Proving that every invertible linear transformation can be written as a composition of diagonalizable and a unipotent linear transformation

linear algebralinear-transformations

I am reading Linear Algebra: An Introductory Approach by Curtis.

This is what I want to prove:

Let $V$ be a finite dimensional vector space over an algebraically
closed field $F$. Let $T$ be an invertible linear transformation on
$V$. Then $T=DU$ where $D$ is a diagonalizable and $U$ is a unipotent
linear transformation.

Note that a unipotent linear transformation $U$ is by definition such that $1-U$ is nilpotent.
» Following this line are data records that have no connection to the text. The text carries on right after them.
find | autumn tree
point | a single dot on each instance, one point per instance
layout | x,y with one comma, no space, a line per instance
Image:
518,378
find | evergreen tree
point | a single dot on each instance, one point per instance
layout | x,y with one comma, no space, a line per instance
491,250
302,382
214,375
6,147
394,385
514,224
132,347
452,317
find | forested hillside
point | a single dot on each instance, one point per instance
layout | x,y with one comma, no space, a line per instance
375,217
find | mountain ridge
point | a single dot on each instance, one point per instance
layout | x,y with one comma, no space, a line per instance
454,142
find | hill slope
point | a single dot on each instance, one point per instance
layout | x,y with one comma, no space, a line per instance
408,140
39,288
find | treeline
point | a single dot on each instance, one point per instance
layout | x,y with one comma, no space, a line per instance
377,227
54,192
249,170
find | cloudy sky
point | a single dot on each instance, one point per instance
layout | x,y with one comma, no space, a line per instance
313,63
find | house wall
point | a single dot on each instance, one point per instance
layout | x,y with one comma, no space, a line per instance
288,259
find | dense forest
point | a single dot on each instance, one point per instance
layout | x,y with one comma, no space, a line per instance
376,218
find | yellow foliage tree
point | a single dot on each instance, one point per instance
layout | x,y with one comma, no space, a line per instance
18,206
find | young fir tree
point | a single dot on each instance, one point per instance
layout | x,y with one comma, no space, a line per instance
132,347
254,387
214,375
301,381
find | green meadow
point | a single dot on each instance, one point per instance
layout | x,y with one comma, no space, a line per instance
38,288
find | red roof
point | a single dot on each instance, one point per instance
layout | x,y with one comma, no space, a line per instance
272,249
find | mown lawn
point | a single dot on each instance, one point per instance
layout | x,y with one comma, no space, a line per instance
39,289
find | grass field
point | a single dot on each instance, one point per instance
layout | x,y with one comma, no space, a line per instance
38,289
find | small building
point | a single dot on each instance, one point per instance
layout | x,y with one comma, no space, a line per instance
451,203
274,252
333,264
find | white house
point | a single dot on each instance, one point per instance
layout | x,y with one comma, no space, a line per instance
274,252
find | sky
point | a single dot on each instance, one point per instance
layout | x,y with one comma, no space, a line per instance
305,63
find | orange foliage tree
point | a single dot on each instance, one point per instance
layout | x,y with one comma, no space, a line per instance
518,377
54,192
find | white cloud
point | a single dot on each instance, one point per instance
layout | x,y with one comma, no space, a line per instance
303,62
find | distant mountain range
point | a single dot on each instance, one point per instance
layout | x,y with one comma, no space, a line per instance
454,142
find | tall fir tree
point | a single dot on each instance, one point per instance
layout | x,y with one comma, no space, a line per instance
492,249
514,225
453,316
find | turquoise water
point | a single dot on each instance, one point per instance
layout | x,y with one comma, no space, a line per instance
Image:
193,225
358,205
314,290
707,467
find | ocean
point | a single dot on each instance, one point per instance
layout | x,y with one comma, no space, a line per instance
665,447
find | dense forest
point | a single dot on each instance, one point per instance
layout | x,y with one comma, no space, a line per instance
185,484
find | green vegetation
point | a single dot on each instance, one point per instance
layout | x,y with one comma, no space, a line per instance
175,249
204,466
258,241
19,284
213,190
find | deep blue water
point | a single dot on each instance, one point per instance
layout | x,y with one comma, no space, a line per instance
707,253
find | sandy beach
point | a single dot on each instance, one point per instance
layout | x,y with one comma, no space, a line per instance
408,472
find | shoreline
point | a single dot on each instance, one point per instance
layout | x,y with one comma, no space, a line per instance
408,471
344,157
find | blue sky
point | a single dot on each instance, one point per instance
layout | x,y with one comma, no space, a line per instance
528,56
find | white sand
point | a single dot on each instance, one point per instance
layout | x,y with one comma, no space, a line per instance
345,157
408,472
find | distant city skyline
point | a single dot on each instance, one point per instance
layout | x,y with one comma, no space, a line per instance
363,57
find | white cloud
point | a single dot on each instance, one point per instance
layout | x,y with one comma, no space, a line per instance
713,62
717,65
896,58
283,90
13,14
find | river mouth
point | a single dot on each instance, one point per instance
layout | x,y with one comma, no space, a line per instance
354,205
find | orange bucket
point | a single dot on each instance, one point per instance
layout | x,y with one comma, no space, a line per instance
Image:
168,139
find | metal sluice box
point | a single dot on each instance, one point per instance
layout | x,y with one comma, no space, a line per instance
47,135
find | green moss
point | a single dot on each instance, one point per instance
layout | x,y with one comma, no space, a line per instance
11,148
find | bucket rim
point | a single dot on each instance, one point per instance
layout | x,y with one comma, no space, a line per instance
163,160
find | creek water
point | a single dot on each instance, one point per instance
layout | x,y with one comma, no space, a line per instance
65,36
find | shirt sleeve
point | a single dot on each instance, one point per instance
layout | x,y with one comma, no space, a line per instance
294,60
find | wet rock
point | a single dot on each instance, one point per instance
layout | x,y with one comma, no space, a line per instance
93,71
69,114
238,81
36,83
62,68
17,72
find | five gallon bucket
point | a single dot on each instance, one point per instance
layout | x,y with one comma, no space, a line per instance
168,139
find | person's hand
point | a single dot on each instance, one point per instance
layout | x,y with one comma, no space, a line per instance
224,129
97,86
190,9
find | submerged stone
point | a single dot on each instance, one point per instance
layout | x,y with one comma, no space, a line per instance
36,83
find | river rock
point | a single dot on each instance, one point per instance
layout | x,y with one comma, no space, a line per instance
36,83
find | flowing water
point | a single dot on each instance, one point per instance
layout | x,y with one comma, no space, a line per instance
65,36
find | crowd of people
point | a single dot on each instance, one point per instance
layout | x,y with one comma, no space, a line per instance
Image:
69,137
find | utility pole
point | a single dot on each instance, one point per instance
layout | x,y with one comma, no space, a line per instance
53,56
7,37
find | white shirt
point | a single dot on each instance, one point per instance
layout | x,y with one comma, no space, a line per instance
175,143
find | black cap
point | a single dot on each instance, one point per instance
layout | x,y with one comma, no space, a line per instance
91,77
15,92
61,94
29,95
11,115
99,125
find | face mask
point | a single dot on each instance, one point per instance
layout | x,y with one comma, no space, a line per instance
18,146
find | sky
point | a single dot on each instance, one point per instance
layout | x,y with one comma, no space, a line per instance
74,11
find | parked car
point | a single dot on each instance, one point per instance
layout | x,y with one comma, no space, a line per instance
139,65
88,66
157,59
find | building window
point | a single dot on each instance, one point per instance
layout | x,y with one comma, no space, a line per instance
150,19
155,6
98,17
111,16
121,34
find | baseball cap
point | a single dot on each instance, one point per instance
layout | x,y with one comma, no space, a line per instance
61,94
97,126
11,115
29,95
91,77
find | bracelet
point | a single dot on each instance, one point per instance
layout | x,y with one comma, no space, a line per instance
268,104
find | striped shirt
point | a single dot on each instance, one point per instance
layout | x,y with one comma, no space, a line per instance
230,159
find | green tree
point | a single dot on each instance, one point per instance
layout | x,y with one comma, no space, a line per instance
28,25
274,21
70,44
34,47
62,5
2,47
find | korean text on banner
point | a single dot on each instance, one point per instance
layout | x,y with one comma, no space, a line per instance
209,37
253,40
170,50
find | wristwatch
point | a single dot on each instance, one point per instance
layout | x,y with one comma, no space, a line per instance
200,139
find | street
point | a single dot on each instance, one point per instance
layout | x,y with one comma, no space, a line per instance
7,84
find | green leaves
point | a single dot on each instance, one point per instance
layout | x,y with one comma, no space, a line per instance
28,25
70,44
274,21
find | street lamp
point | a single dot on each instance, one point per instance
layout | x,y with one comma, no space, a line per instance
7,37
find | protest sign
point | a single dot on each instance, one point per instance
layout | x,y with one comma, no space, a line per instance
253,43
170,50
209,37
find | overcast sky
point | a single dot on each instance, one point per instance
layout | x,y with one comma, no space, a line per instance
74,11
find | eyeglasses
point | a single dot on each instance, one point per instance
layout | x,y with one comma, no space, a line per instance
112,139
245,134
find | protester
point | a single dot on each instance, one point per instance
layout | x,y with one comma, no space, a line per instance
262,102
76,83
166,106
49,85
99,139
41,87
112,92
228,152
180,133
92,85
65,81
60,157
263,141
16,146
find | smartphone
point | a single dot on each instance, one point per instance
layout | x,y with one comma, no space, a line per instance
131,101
I am familiar with the Primary Decomposition Theorem, Triangular Form Theorem and the Jordan Decomposition Theorem.

I have not been able to prove this but here my attempt:

Let $T$ be a linear transformation on $V$. Since the field $F$ over which $V$ lies is algebraically closed, we can write $T=D+N$ where $D=f(T)$ and $N=g(T)$ for some polynomials $f,g\in F[x]$ and are diagonalisable and nilpotent respectively by the Jordan Decomposition Theorem.

Can some clever algebra do the trick here on the linear transformations? Hints will be appreciated.

Best Answer

There's a detail about the additive Jordan normal form $T = D+N$ you haven't used: $D$ and $N$ commute with each other. Therefore $D^{-1}N$ remains nilpotent, and hence $U = 1+D^{-1}N$ is unipotent.